In the question-and-answer session that followed, undergraduates raised questions about the problems that arise when corporations or wealthy individuals are able to advance their interests to the public and squash weaker voices.

Lessig addressed this concern in his presentation,  arguing, “I see it more like the freedom that the Nazis have to march in Skokie — we despise what they’re doing, but a robust system of free speech require that they are able to do it.”

Zach Ingber ’15, a Herald opinions columnist, said he was concerned that the “voucher system would put political power in the hands of people who don’t have an interest in politics.”

Lessig said in response that it would be necessary to monitor the voucher system to prevent a phenomenon of “voucher buying.”

2 Comments

  1. Dolly Cinders says:

    Any attempt at serious reform would be opposed by lobbyists and their clients, who have a huge interest in the current system. And giving more power to the masses, as suggested in this article, would do little to alter the power retained by those special interests.

    We don’t have to wait for anyone to fix the campaign finance system. We can consider candidates without special interests backing them. And we can refuse to vote for any candidate who accepts that kind of backing. That takes the power from the source of the money, bypassing the need for reform.

    For me, the most frustrating aspect of this is how easily voters could defeat the legalized corruption of campaign finance, if voters acted collectively across party lines. Voters can look at less publicized candidates. Voters can reject immediately any candidate who takes any form of influence buying. Voters can support candidates who publicly warn that they will give no beneficial treatment to donors of PACs that independently advertise on their behalf. By doing those things, voters could render that influence money powerless.

    Most voters would not vote for a candidate who had been convicted of bribery while in public office. It wouldn’t matter how “electable” he/she is or what his/her policy positions are. So why vote for any candidate who accepts legal bribes in the form of special interest money?

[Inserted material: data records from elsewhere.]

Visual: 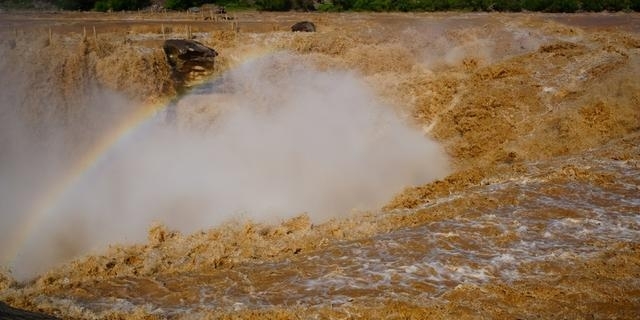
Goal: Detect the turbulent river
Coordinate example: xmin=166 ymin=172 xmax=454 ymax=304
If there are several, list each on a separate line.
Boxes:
xmin=0 ymin=13 xmax=640 ymax=319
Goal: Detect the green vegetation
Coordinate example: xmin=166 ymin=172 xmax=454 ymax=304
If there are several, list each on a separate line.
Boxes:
xmin=0 ymin=0 xmax=640 ymax=12
xmin=93 ymin=0 xmax=151 ymax=11
xmin=319 ymin=0 xmax=640 ymax=12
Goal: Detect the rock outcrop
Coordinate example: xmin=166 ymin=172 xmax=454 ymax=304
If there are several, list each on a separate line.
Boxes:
xmin=163 ymin=39 xmax=218 ymax=91
xmin=291 ymin=21 xmax=316 ymax=32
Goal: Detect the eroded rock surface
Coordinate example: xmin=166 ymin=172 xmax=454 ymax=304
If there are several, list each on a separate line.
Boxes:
xmin=163 ymin=39 xmax=218 ymax=90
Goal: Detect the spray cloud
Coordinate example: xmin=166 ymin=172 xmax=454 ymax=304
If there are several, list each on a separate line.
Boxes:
xmin=0 ymin=54 xmax=448 ymax=278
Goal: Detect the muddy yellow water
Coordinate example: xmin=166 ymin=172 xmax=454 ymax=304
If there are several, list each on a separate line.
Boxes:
xmin=0 ymin=9 xmax=640 ymax=319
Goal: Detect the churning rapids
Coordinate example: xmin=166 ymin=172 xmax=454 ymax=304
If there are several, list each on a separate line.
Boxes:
xmin=0 ymin=12 xmax=640 ymax=319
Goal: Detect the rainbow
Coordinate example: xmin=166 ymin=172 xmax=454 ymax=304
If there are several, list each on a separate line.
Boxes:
xmin=3 ymin=49 xmax=274 ymax=276
xmin=7 ymin=103 xmax=170 ymax=270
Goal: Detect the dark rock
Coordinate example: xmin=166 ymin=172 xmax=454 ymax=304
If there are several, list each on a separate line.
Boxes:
xmin=291 ymin=21 xmax=316 ymax=32
xmin=163 ymin=39 xmax=218 ymax=90
xmin=0 ymin=301 xmax=58 ymax=320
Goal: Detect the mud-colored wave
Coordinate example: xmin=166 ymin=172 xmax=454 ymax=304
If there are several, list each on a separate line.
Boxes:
xmin=0 ymin=13 xmax=640 ymax=319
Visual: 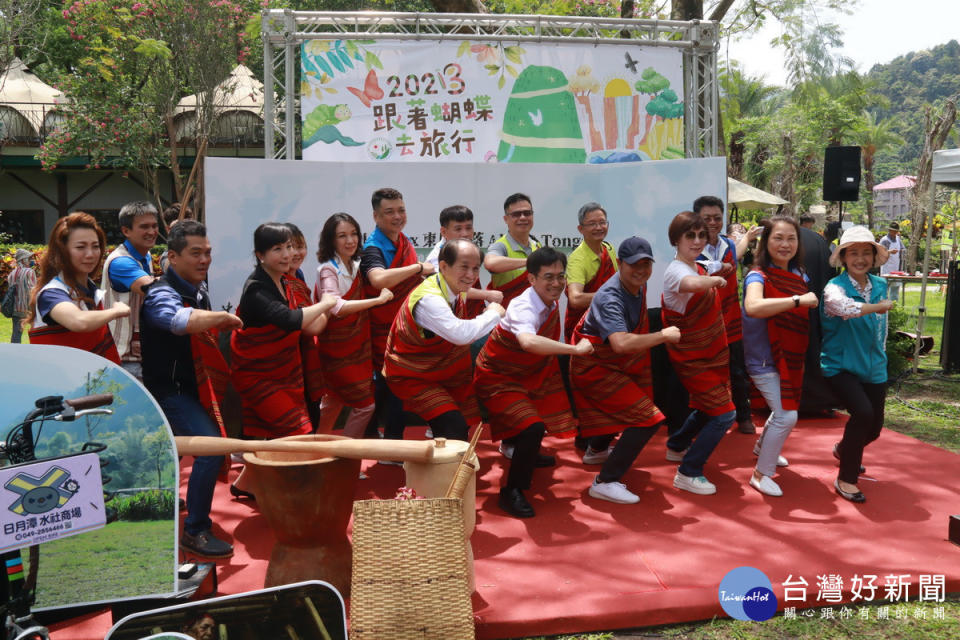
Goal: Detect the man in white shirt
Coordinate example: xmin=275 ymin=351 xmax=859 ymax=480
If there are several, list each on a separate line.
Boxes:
xmin=474 ymin=247 xmax=593 ymax=518
xmin=426 ymin=204 xmax=503 ymax=317
xmin=880 ymin=222 xmax=905 ymax=300
xmin=383 ymin=239 xmax=504 ymax=440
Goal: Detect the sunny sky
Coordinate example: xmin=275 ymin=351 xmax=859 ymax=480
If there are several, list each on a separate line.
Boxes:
xmin=719 ymin=0 xmax=960 ymax=85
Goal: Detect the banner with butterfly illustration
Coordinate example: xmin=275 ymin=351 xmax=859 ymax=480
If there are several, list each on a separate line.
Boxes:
xmin=300 ymin=40 xmax=684 ymax=164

    It’s satisfying to deny consent to the existing system by voting that way, and that’s a bonus reason to do this.

    Voters in caucuses and primary elections could insist on voting for a candidate who is free of special interests’ influence, if their party has one available. There are some politicians who take very little money from any sources except individuals.

    Because no special-interest-influence-free candidate wins at the conventions of either major party, my voting strategy requires choosing neither Democrats nor Republicans. Other parties’ candidates still appear on ballots. It does not matter which candidate, because that candidate will not win the election this time around. It’s OK to vote for a goofball or crackpot. I would rather vote for a random minor party candidate I don’t believe in than give consent to my abuse by voting for a bought candidate.

    If more people start protest-voting for those minor party weirdos you see on ballots, then sensible independent candidates will notice that and try running in various elections. We can vote for those people. As a nice bonus, this will pressure the two main political parties to adapt to voter preferences more than big campaign donors would like.

    That third party strategy has a risk of splitting the liberal vote between two candidates (as happened with Ralph Nader in 2000) or the conservative vote between two candidates (as happened with Ross Perot in 1992). The best outsider candidate would be a non-weird centrist who can steal votes equally from both parties; if that centrist belonged to a party, the party would have to refuse all special interest money.

  2. Interesting debate in a vacuum. You would think that campaign financing exists nowhere else in the world but the US. Living in Germany and France, and currently in Japan, it may be helpful to see how other countries do it, and what are the pluses and minuses of their financial support for politics. Es waere eine neue Erlebnis, et nous profiterons de l’experience. Keiko-desu, ne?

    I find Brown debates generally devoid of interest or understanding of events and solutions outside the borders of RI, much less outside US borders.